Directeur de la thèse : Agnès Deboulet
Co-directeur : Adelina Miranda
École doctorale : ED 395, Paris Ouest Nanterre, Paris La Défense
Année d’Inscription : 2010
Financement : Bourse CEDEJ

Résumé

Dans cette recherche je souhaite interroger pratiques discursives de domination et d’altérisation dans la production urbaine issue de la globalisation. Mon analyse prend le départ du questionnement de la globalisation dans la planification urbaine et de son impact au niveau micro-local. Dans ce contexte, j’ai choisi d’analyser plus spécifiquement les quartiers centraux, car sur ces territoires la vision esthétique et symbolique de préservation du patrimoine architectural va de pair avec la construction d’une identité valorisante.

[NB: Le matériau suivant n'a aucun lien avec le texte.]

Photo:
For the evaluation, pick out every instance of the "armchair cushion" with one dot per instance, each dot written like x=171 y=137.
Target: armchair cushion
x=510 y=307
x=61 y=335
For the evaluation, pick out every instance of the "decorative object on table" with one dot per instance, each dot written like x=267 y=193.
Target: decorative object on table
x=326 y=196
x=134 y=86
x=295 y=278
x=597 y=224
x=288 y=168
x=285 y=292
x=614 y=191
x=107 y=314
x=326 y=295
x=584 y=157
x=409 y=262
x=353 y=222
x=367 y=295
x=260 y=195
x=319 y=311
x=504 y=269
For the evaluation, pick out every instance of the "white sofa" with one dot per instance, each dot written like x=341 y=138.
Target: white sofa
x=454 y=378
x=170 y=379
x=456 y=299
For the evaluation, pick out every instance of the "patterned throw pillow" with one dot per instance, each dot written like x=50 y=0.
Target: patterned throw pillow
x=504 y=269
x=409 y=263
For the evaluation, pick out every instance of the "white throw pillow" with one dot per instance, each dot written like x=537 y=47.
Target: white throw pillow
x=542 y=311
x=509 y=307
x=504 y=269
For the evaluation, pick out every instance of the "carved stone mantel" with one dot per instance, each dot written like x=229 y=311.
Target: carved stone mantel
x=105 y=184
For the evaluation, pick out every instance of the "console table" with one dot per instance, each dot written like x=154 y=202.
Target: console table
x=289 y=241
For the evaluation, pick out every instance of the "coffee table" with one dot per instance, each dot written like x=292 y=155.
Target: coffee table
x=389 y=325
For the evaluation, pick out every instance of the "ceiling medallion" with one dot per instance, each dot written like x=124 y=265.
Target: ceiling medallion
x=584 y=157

L’hypothèse émise est que les pratiques populaires sont utilisées par les groupes dominants comme argument de délégitimation des populations pauvres dans les « visions » de la ville globalisée. Cette stigmatisation se nourrit des stéréotypes de la ville en retard et de l’immobilisme de ces populations, qui deviennent des véritables « groupes subalternes », mais également des conflits entre les différents groupes d’habitants du centre pour l’appropriation de l’espace au quotidien. À travers l’étude des pratiques micro-locales d’occupation du logement et de l’espace urbain, ainsi que du processus de construction et de manipulation d’une condition de subalternité métropolitaine, il apparaît que si d’un côté les aménageurs revendiquent le monopole de la prise de décision dans les politiques urbaines, de l’autre les habitants mettent en place des interprétations et des appropriations de l’espace « par le bas ». Le choix des terrains d’étude se porte sur deux métropoles, Naples (Italie) et Le Caire (Égypte), qui font face à des changements profonds et se heurtent au désir d’internationalisation qui domine la compétition entre les villes. Ma recherche suit une démarche interdisciplinaire, croisant les approches à la ville propres à l’architecture et à l’urbanisme avec un regard socio-anthropologique.